Vítimas, familiares e a sociedade civil organizada, denunciaram ao Ministério Público Federal (MPF), nesta quinta-feira (29), em Santarém (PA), que casos de violência obstétrica no município são históricos, recorrentes e graves. As práticas são ainda mais frequentes contra famílias indígenas, de comunidades tradicionais, pobres ou negras, alertaram as famílias e especialistas.
As informações foram compartilhadas durante reunião pública promovida pelo MPF para discussão da violência obstétrica nas redes pública e privada do município. O objetivo da instituição foi o de levantar informações úteis para o aprimoramento e direcionamento de sua estratégia de atuação sobre o tema.
"Esse diálogo foi fundamental para que o MPF pudesse ter uma percepção bem realista de como está o atendimento às gestantes e às parturientes em Santarém, e às suas famílias", disse a procuradora da República Thaís Medeiros da Costa, que presidiu a reunião pública e que conduz um procedimento de acompanhamento das políticas públicas para a área no município.
Violações rotineiras – O descumprimento, pelo poder público, da obrigação de efetivar os direitos à gestação, parto e pós-parto humanizados acarreta uma série de violações de direitos humanos. Entre suas manifestações mais comuns estão o desrespeito à autonomia das mulheres, a recusa em seguir os planos de parto e a ocorrência de procedimentos invasivos e sem consentimento da gestante.

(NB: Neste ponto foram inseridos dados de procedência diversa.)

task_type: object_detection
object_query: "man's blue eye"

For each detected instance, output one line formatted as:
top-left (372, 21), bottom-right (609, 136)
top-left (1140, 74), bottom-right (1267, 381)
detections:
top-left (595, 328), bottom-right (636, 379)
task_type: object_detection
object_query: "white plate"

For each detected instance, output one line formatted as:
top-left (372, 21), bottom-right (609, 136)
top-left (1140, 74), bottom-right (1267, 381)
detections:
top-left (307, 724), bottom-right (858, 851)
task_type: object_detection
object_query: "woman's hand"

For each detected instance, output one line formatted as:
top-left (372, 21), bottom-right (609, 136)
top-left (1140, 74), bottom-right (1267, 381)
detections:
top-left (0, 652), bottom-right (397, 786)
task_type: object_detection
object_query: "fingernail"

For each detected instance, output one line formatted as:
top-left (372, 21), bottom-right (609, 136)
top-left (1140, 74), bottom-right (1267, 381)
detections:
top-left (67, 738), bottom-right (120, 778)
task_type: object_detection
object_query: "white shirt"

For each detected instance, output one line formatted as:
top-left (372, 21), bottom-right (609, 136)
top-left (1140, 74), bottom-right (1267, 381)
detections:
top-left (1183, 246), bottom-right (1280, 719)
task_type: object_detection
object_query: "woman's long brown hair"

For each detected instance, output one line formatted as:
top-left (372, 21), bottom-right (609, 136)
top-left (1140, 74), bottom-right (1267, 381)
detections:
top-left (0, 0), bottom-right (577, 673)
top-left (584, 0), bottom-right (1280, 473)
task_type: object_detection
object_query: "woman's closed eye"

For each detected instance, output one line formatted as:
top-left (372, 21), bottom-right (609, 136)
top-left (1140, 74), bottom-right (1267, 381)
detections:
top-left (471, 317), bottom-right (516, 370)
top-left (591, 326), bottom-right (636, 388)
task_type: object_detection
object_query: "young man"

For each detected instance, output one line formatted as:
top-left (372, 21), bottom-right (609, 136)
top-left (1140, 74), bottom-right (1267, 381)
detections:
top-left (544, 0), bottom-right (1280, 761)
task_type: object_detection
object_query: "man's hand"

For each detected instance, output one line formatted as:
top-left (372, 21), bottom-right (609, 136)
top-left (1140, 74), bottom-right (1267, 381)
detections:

Dentre os pontos centrais discutidos, a falta de cumprimento das leis já existentes e a necessidade urgente de conscientização dos profissionais de saúde foram reiterados por diversas falas. Em relação aos povos originários, foi reivindicado que a efetivação dos direitos dessas famílias também deve passar pela construção de protocolos e estruturas que respeitem a identidade e cultura indígenas.
Precariedade estrutural – A reunião pública foi marcada, ainda, por manifestações de profissionais da saúde que denunciaram as condições precárias de trabalho e a falta de infraestrutura adequada para um atendimento humanizado.
Outro ponto alarmante levantado foi o atraso nas obras do Hospital Materno Infantil de Santarém/PA, que está em construção há 11 anos e ainda não foi concluído. A falta do hospital é um dos fatores que agrava a situação da saúde materna e neonatal, deixando as famílias em situação de ainda mais vulnerabilidade.
Em ação ajuizada em 2019, o MPF cobra que o município apresente um cronograma para a entrega das obras. O MPF destaca que Santarém necessita do Hospital Materno Infantil por ser polo da região oeste do Pará, recebendo demandas de outras 20 cidades vizinhas. O processo, de número 1000141-04.2019.4.01.3902, tramita na 2ª Vara Federal Cível e Criminal da Justiça Federal no município.
Demais relatos – Além das informações compartilhadas durante a reunião pública, vítimas e familiares puderam enviar relatos por meio de um canal extra que o MPF abriu para o evento, para reforçar o papel da instituição como espaço de escuta, acolhimento e proteção. Foi possível, inclusive, enviar relatos de forma anônima.
Após o evento, as pessoas seguem podendo enviar depoimentos para o MPF sobre violência obstétrica em Santarém por formulário na internet, no endereço www.mpf.mp.br/
Saiba mais – A violência institucional na atenção obstétrica, também chamada de violência obstétrica, é a violência cometida contra a mulher grávida e sua família na prestação de serviços de saúde, no atendimento pré-natal, no parto ou no aborto. Pode ser verbal, física, psicológica ou mesmo sexual, e se expressa de diversas maneiras, às vezes explícitas, às vezes veladas, explica a organização Parto do Princípio, especializada no tema.
No país todo, 45% das mulheres atendidas no Sistema Único de Saúde (SUS) sofrem violência obstétrica. Em hospitais privados, a taxa é de 30%. Esses dados foram levantados em 2011 e 2012, na primeira fase do projeto Nascer no Brasil, a maior pesquisa sobre parto e nascimento já realizada no país, segundo a Fundação Oswaldo Cruz (Fiocruz), vinculada ao Ministério da Saúde.